El gobierno porteño publicó esta semana en el Boletín Oficial el llamado a licitación para llevar adelante, con un plazo de un año, estas obras de conservación integral, que abarcan tanto al Palacio Municipal como al edificio contiguo donde funcionó el diario La Prensa, que conforman un conjunto de piezas representativo del patrimonio institucional porteño.
Catalogado con Protección Estructural, el Palacio Municipal tiene desde hace años visibles signos de deterioro, acentuados tras la mudanza de la sede de la Jefatura de Gobierno al barrio de Parque Patricios a mediados del 2015 y la consecuente baja de su uso cotidiano.
El histórico inmueble reunió hasta aquel año las oficinas centrales del Ejecutivo porteño y, antes, a las de quienes fueron intendentes de la entonces Municipalidad de la ciudad. En sus cinco plantas, se ubicaban los despachos de las principales autoridades y de los ministros.

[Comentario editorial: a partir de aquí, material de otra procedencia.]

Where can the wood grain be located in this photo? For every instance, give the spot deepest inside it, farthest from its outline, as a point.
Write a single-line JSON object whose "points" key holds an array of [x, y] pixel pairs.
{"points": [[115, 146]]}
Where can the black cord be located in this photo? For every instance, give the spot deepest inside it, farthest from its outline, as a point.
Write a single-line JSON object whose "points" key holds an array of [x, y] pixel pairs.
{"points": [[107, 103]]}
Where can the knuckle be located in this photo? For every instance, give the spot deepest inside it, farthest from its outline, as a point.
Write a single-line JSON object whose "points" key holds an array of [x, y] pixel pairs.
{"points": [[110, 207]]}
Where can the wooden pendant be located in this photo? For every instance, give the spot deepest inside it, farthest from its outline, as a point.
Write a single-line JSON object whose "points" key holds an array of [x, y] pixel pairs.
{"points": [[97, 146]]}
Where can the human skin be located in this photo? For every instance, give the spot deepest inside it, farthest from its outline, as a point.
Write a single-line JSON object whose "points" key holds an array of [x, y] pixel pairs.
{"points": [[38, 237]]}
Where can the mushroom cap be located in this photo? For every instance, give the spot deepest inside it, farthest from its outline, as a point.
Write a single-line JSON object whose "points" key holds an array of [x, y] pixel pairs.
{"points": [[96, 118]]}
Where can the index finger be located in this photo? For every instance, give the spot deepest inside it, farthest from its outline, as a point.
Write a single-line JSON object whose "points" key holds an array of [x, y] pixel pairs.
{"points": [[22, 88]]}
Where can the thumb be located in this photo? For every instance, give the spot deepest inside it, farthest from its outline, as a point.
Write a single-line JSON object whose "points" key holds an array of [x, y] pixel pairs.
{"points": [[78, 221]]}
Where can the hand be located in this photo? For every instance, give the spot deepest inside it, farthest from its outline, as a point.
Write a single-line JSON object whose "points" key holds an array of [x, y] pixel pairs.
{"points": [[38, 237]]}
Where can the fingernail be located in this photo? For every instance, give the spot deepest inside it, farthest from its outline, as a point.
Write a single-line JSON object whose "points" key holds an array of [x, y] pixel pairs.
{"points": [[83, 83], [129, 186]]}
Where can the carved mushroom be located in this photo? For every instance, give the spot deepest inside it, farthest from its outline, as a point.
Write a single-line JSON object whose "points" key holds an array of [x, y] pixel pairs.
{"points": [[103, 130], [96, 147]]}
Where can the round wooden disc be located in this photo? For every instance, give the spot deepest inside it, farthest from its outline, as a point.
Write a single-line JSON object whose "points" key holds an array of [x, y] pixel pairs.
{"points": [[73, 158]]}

El último en utilizarlo fue Mauricio Macri y desde uno de sus balcones, Fernando De la Rúa lanzó la frase “Estoy a cien pasos de ser presidente” por la distancia que lo separaba de la Casa Rosada.

Signos de deterioro
Actualmente, en el interior del edificio solo funcionan dependencias del Ministerio de Salud y la Mesa de Entradas del gobierno local, pero hacia afuera, sobre la fachada de la Avenida de Mayo se observan cerramientos metálicos oxidados y fuera de uso, manchas de humedad persistente, desprendimientos de revoques y pérdida de material en zócalos y basamentos, especialmente en los sectores más expuestos al tránsito peatonal.
En los niveles superiores, las carpinterías presentan hojas deformadas, persianas inutilizadas y equipos de aire acondicionado instalados sin criterio patrimonial, mientras que molduras, cornisas y relieves ornamentales evidencian erosión, fisuras y suciedad generalizada. Particularmente elocuente es el estado de la gran puerta metálica histórica de Bolívar 1, con capas de pintura descascaradas, corrosión activa, faltantes y grafitis que afectan su lectura original.

La intervención prevista en el pliego de licitación prevé un presupuesto inicial cercano a los $15.000 millones y contempla la puesta en valor de las fachadas a través de tareas que reemplazarán el color actual blanco a tonalidades más cercanas al del símil piedra original.
También, intervendrán las cúpulas históricas que definen su silueta. Construidas en distintas etapas entre fines del siglo XIX y comienzos del XX, estas estructuras conforman un conjunto arquitectónico de fuerte impronta Beaux Arts, cuya recuperación busca restituir el carácter monumental del edificio.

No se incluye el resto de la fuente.